Nematic Liquid Crystals Formed from Flexible Molecules: a Molecular Field Theory

Abstract

Thermotropic liquid crystal polymers may be formed by linking rigid mesogenic units, such as an azoxybenzene, with flexible spacers which are normally alkyl chains. The liquid crystalline properties of these materials are found to depend critically on the length of the alkyl chain. For example, both the nematic-isotropic transition temperature and the entropy of transition exhibit a marked alternation with the number of methylene groups in the flexible spacer, as the results for the poly α,ω-[4,4’-(2,2’-dimethylazoxyphenyl)]alkandioates given in Figs 1 and 2 clearly demonstrate.1 In consequence any molecular theory of such liquid crystal polymers must allow specifically for the effects of the flexible spacer.
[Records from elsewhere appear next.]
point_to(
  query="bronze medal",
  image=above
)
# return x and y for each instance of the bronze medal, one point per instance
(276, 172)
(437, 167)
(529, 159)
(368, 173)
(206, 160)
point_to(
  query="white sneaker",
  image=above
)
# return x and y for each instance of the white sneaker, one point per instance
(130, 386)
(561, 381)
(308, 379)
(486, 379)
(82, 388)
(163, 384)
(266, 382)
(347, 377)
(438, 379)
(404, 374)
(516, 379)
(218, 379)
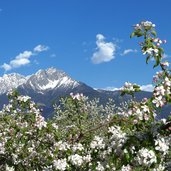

This is a formidable task for a polymeric system but one which may not be necessary for certain mesogenic properties of low molar mass materials are found to be analogous to those of the liquid crystal polymers. Thus the variation of the transition temperatures and entropies for the) α,ω-bis(4,4’-cyanobiphenyloxy)alkanes with the length of the flexible spacer is strikingly similar to those found for polymeric materials as the results in Figs 3 and 4 show.2 It is clearly easier to develop a molecular theory for these simpler systems and this should enable us also to understand the liquid crystal behaviour of the thermotropic liquid crystal polymers. Indeed such a theory has been produced for nematics such as the 4-n-alkyl-4’-cyanobiphenyls for which an alkyl chain is attached to a single rigid core.